Very often while I’m working in my studio, I think about this historic brick structure. It’s the “Old Salem School” off Highway 14 in Noxubee County, and I think of it because the work table I’ve made a habit of painting and block printing on came from the school. Mr. Cotton, the caretaker from the Noxubee County Historical Society, is a long-time family friend, and he gave the kids and me permission to go inside the very dilapidated building last summer. For years, every time we drove by it on the way to Busy Bee, I said I wanted to go inside and see the space. Last summer, we finally did it.

One reason the school is very interesting to me is that my grandfather went to elementary school there in the early 1920s. Not long ago, we were looking through an old lockbox from my grandmother’s house and found his diploma from Salem Consolidated School, promoting him to high school on April 17, 1925. The school is one of the earliest remaining public schools in Noxubee County, and was officially confirmed on the National Register of Historic Places in 1990.

The structure is basically a four room school house in a dog-trot type plan, with stairs in the center hallway and two large rooms on each side of both stories. On one side the rooms have been divided into smaller spaces connected through a series of doorways. My mother said that during some of the years the building was in use, one side was used as housing for teachers or caretakers.
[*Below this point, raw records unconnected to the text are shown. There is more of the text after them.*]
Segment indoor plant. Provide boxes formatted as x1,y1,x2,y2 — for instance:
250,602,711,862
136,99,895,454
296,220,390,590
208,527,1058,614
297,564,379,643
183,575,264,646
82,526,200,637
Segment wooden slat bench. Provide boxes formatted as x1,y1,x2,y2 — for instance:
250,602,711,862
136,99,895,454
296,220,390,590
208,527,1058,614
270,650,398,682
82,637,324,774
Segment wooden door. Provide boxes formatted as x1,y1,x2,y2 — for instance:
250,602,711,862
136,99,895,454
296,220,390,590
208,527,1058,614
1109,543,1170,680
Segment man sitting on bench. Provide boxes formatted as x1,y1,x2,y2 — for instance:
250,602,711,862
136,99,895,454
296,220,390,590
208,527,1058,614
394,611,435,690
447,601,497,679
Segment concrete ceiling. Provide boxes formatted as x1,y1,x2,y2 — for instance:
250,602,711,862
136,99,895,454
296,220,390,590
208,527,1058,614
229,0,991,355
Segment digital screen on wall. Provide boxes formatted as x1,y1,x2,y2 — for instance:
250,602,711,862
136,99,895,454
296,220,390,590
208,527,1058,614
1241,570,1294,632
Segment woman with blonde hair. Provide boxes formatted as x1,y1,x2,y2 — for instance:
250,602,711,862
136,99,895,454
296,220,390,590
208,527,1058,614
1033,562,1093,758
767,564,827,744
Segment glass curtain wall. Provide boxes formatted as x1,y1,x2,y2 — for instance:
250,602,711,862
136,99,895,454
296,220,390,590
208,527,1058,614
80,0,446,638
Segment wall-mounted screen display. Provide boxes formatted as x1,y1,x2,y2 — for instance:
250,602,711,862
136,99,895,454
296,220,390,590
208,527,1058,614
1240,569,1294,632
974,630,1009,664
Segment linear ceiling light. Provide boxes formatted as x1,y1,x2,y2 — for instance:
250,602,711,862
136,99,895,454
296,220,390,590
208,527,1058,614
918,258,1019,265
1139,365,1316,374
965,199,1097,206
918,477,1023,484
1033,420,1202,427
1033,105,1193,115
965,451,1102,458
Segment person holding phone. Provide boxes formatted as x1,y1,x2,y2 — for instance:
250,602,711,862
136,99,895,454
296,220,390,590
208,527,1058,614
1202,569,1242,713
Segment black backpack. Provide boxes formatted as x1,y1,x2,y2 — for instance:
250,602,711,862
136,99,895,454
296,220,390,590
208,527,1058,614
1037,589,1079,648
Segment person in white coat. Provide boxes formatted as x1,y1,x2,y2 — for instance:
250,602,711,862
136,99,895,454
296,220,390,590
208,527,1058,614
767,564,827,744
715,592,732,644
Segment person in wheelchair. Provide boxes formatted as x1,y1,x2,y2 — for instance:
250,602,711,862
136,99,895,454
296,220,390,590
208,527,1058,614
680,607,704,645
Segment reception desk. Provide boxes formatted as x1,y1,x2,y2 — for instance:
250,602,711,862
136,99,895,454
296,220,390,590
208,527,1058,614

Upstairs on the east side, the remnants of a corner stage area are still there, and as a child, my mom remembers going to community Christmas suppers held in the room with entertainment and even a visit from Santa Claus on the stage. After the building was no longer used as a school, it became sort of a community center available to the Salem community, including Salem Methodist Church and Concord Baptist Church. From the looks of the chalkboard we found inside, Sunday School classes and church meetings were sometimes held there, and my mom remembers going to birthday parties on the property as well.

During our visit, layers of peeling paint and cracked wall plaster revealed the bones of the building, and the aging patina of old chimney pipes, metal ceiling panels and cornices. And although it is in very severe disrepair, we could still see the remnants of wooden bead board chair rails, shiplap walls, movable classroom panels, and even the brass nameplates of families who donated money to install windows and other features. You can see from the angles in the shiplap photo below, that the building is just on the edge of being structurally sound. I’m afraid it may not last much longer, and I’m very glad we were able to visit when we did. It was interesting to see my children explore the space and to imagine someone going to school there. I hope I was able to impart to them the importance of historic buildings and remembering their significance to a community, especially as they listened to their grandmother talk about her own memories there.

After our visit, I nearly begged Mr. Cotton to allow me to rescue two of the last pieces of movable furniture I found there before they were overtaken with weather and falling down ceiling materials. Mom and I loaded an old six-foot wooden table into Dad’s pick-up along with a large chalkboard that was made to hang on sliding panels in the school classrooms. Underneath the graffiti writing of other explorers, the chalkboard still had names on a list titled “To-Day’s Record”, where Sunday School member attendance and offerings were recorded during years when the building was still in use. We brought the table home, cleaned decades of dust and insect friends from it, and added a little reinforcement to the legs to accommodate printmaking duties. It has become a treasured part of my daily studio activities, inspired by the knot holes and rusted nails as reminders of the heritage I imagine happened there. One of this summer’s projects will be to restore the chalkboard to hang in our entryway, and in the repainting, I plan to replicate that Sunday School secretary’s hand-writing as we create a space to document our own “To-Day’s Record.”